El escenario Arenal Heineken, dispuesto a difundir la música por todas las esquinas de Bilbao como complemento del BBK Live, es equiparable al vermú de los domingos: relajado, despreocupado e informal. Lo fue durante el viernes, música de Neuman mediante, y volvió a ejercer el papel este sábado gracias a Joe Crepúsculo. El ambiente festivo patrocinado por el barcelonés se hizo sentir en un lado del río; en el otro, justo después, al Bereziak -especial en euskera, apoyado también dentro de la iniciativa musical de Heineken- se subían Izaro, una mezcla de calma y voz dulce en representación de las nuevas generaciones musicales a nivel local. 

Y de nuevo, Kobetamendi. Un inicio de tarde marcado por el indie español -con nombres como Joe la Reina y Triángulo de Amor Bizarro- sirvió para calentar motores; Las Odio, aunque en escenario pequeño, se reafirmaron como las abanderadas del movimiento riot girl español más fresco gracias a temas como Yo lo vi primero o Puede ser divertido

Tras un picoteo digno de recuerdo, marcado también por un resolutivo Benjamin Clementine, llegó el primer plato fuerte de la jornada. Noel Gallagher y sus High Flying Birds, acompañados por una bandera del Manchester City como protagonista de su escenografía, se desplegaron en el escenario para repasar temas de su discografía como Holy Mountain o Keep on Reaching. No llegaron a la masa que les observaba como sí lo hicieron temas de Oasis como Wonderwall -que sorprendió en el comienzo de la segunda mitad- o Don't Look Back in Anger, algo que confirmó la eterna cruz con la que cargan tanto Liam como Noel: la mayoría del público anhela los temas, convertidos ya en clásicos, que crearon juntos. 

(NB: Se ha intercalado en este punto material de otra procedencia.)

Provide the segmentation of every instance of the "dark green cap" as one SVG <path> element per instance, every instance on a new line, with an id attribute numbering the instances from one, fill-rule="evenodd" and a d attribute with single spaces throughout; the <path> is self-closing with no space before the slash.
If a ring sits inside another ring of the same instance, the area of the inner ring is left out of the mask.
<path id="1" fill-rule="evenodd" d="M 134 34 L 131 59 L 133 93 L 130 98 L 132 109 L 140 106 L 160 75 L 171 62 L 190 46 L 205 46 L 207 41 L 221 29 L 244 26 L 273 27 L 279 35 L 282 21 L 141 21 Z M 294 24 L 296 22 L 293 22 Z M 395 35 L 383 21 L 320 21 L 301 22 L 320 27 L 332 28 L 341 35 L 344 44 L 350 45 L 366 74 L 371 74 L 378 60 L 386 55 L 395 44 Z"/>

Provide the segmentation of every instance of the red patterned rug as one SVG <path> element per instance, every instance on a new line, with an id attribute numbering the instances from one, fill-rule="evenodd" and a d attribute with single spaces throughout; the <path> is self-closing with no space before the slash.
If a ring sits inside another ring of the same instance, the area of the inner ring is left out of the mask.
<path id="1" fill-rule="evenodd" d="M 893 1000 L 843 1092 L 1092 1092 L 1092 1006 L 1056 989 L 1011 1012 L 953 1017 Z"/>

Fuera de esa sensación, High Flying Birds consiguen un directo creíble, con vientos bien ejecutados y buenas voces a los coros. Mención aparte merece el cierre, con la archiconocida All You Need is Love de sus vecinos de Liverpool. Funcionó, pero la emoción creada entre el público no tiene tanto mérito cuando se tiende al recurso fácil. 

Un virtual difuso 

Gallagher puso el punto y final animando a todos a asistir al directo de Gorillaz. "Son asombrosos", aseguró. Y nosotros le creímos. El último cabeza de cartel atrajo las mayores expectativas del BBK Live. Damon Albarn salió al escenario, acompañado de su banda, y el público enloqueció. Su trabajo tiene mérito, desde luego, y no solo por su manejo de voz, guitarras y distintos teclados; también por haber dado vida a la banda virtual más famosa del mundo. 

Sin embargo, la esencia estaba diluida. El concepto de Gorillaz como realidad palpable cojea cuando el apoyo visual se limita a una proyección de los videoclips ya existentes y, de no darse el caso, de una animación pobre o una imagen prácticamente estática. Es una pena; Humanz se presentó con un vídeo musical potente como pocos en su día gracias al formato 360, y no estar a la altura en directo resta puntos en su resultado global. 

En el lado bueno, una hora y media de concierto da para mucho, aunque todo es poco con una discografía tan extensa. Albarn dio un repaso a su recién estrenado -y poco difundido- The Now Now, con canciones como Tranz o Lake Zurich, y prestó menos atención de la merecida a Humanz, su esperada vuelta en forma de elepé lanzado el pasado año. Sonaron también gran parte de sus exitazos: la preciosa Melancholy Hill, Stylo, Feel Good Inc. o Clint Eastwood, que sirvió como broche. 

El ex Blur y los suyos funcionan a nivel musical, en parte gracias al poderío de las voces que le acompañan, pero en la mezcla faltó la interacción -no necesariamente en holograma- de 2-D, Murdoc, Noodle y Russel. Se sintió también la ausencia de colaboraciones: aunque Benjamin Clementine conquistó gracias a sus toques de góspel en Hallelujah Money, se echó en falta la entrada de Noel Gallagher, que no acompañó a su ahora colega con ese We Got the Power presentado en el penúltimo disco.